Marbre fini, celui qui ayant reçu toutes les opérations de la main-d’œuvre, est prêt à être posé en place.

Marbre artificiel, celui qui est fait d’une composition de gypse en maniere de stuc, dans laquelle on met diverses couleurs pour imiter le marbre. Cette composition est d’une consistance assez dure & reçoit le poli, mais sujette à s’écailler. On fait encore d’autres marbres artificiels avec des teintures corrosives sur du marbre blanc, qui imitent les différentes couleurs des autres marbres, en pénétrant de plus de quatre lignes dans l’épaisseur du marbre : ce qui fait que l’on peut peindre dessus des figures & des ornemens de toute espece : ensorte que si l’on pouvoit débiter ce marbre par feuilles très-minces, on en auroit autant de tableaux de même façon. Cette invention est de M. le comte de Cailus.

Marbre feint, peinture qui imite la diversité des couleurs, veines & accidens des marbres, à laquelle on donne une apparence de poli sur le bois ou sur la pierre, par le vernis que l’on pose dessus.

De la brique en général. La brique est une espece de pierre artificielle, dont l’usage est très-nécessaire dans la construction des bâtimens. Non-seulement on s’en sert avantageusement au lieu de pierre, de moilon ou de plâtre, mais encore il est de certains genres de construction qui exigent de l’employer préférablement à tous les autres matériaux, comme pour des voûtes legeres, qui exigent des murs d’une moindre épaisseur pour en retenir la poussée ; pour des languettes[4] de cheminées, des contre-cœurs, des foyers, &c. Nous avons vu ci-devant que cette pierre étoit rougeâtre & qu’elle se jettoit en moule ; nous allons voir maintenant de quelle maniere elle se fabrique, connoissance d’autant plus nécessaire, que dans de certains pays il ne s’y trouve souvent point de carrieres à pierre ni à plâtre, & que par-là on est forcé de faire usage de brique, de chaux & de sable.
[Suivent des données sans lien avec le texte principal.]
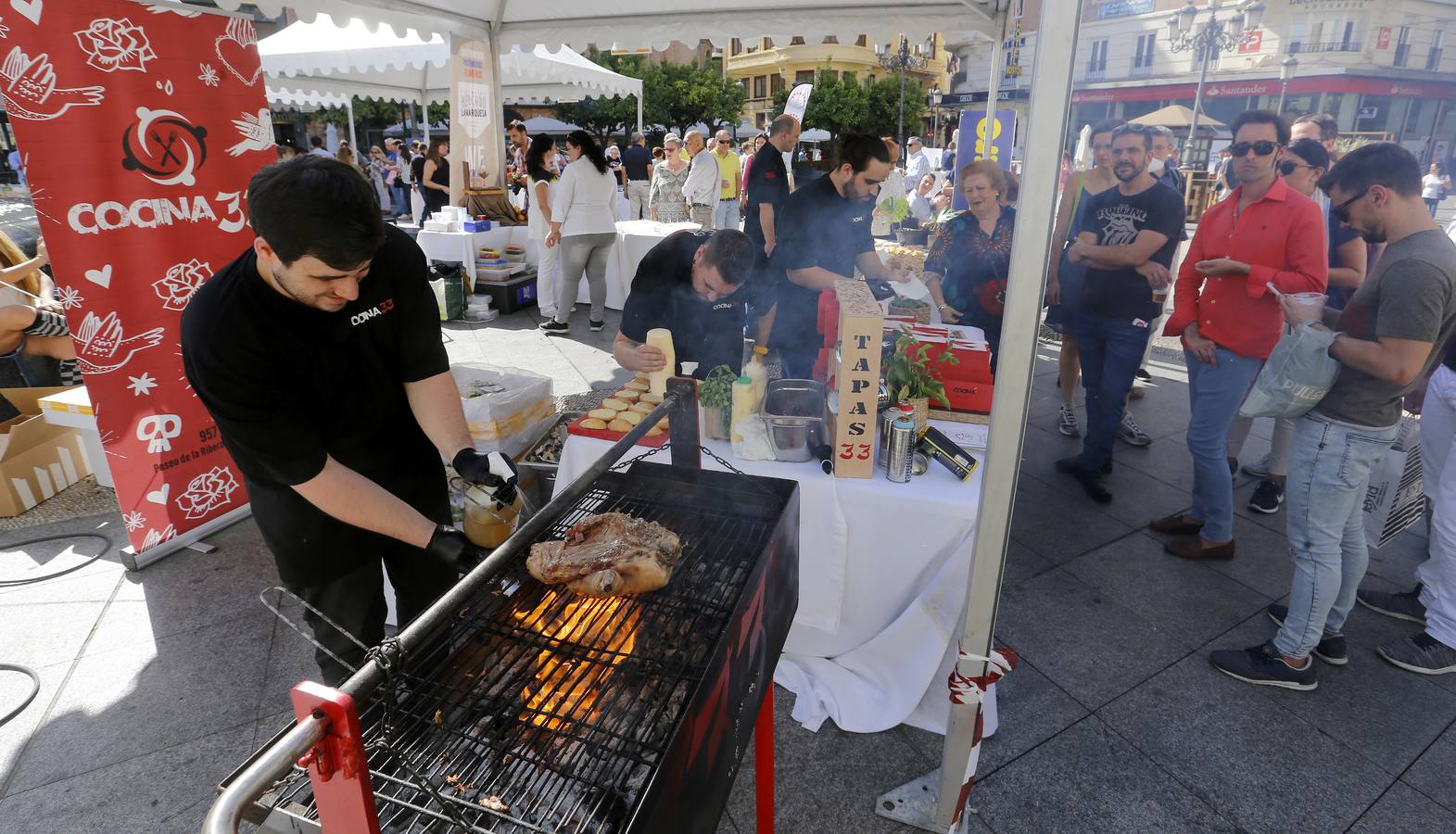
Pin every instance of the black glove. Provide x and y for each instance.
(494, 472)
(454, 549)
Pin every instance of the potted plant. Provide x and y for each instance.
(715, 395)
(909, 379)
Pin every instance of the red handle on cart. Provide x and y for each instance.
(336, 765)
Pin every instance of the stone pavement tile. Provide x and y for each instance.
(1056, 525)
(1405, 811)
(1387, 716)
(1262, 559)
(1433, 772)
(50, 622)
(162, 792)
(1244, 752)
(40, 559)
(1399, 558)
(1083, 640)
(190, 589)
(1089, 779)
(826, 780)
(17, 734)
(145, 698)
(1022, 563)
(1030, 709)
(1183, 599)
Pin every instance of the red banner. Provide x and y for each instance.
(140, 127)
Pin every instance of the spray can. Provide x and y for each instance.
(900, 451)
(890, 417)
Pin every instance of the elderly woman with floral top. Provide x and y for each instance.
(969, 262)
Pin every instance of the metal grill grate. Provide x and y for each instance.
(475, 716)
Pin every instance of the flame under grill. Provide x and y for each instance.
(566, 708)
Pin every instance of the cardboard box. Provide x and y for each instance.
(861, 323)
(37, 459)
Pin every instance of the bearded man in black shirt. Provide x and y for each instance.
(318, 352)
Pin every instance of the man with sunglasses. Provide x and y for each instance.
(1262, 234)
(1385, 339)
(1129, 239)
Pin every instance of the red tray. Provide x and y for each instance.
(657, 441)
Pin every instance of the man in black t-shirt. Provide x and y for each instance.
(823, 234)
(696, 284)
(318, 352)
(1129, 249)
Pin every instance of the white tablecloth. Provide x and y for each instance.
(463, 245)
(880, 601)
(635, 239)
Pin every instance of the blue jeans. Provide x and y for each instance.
(1328, 472)
(1214, 397)
(1111, 351)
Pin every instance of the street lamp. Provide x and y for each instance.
(1285, 71)
(1208, 40)
(935, 105)
(902, 60)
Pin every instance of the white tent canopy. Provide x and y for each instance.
(322, 63)
(639, 23)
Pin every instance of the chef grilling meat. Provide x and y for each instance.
(699, 285)
(318, 352)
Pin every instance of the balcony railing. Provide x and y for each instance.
(1298, 48)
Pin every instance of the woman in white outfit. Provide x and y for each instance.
(540, 171)
(583, 226)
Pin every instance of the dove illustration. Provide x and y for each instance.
(30, 88)
(102, 348)
(257, 133)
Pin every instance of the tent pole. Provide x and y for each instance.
(354, 143)
(1032, 245)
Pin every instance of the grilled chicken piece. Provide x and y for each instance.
(607, 555)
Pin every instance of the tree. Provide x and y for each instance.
(884, 105)
(836, 105)
(682, 95)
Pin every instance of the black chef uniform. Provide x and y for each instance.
(705, 332)
(817, 227)
(290, 385)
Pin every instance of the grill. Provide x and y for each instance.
(530, 709)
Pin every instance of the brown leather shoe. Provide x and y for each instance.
(1175, 524)
(1191, 548)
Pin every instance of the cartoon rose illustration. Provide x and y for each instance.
(115, 45)
(207, 491)
(181, 283)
De la terre propre à faire de la brique. La terre la plus propre à faire de la brique est communément appellée terre glaise ; la meilleure doit être de couleur grise ou blanchâtre, grasse, sans graviers ni cailloux, étant plus facile à corroyer. Ce soin étoit fort recommandé par Vitruve, en parlant de celles dont les anciens se servoient pour les cloisons, murs, planchers, &c. qui étoient mêlées de foin & de paille hachée, & point cuites, mais seulement séchées au soleil pendant quatre ou cinq ans, parce

  1. Prêle, espece de plante aquatique très-rude.
  2. Chien de mer, sorte de poisson de mer dont la peau d’une certaine rudesse est très-bonne pour cet usage.
  3. Rabot, est un morceau de bois dur avec lequel on frotte le marbre.
  4. Espece de cloison qui sépare plusieurs tuyaux de cheminée dans une souche.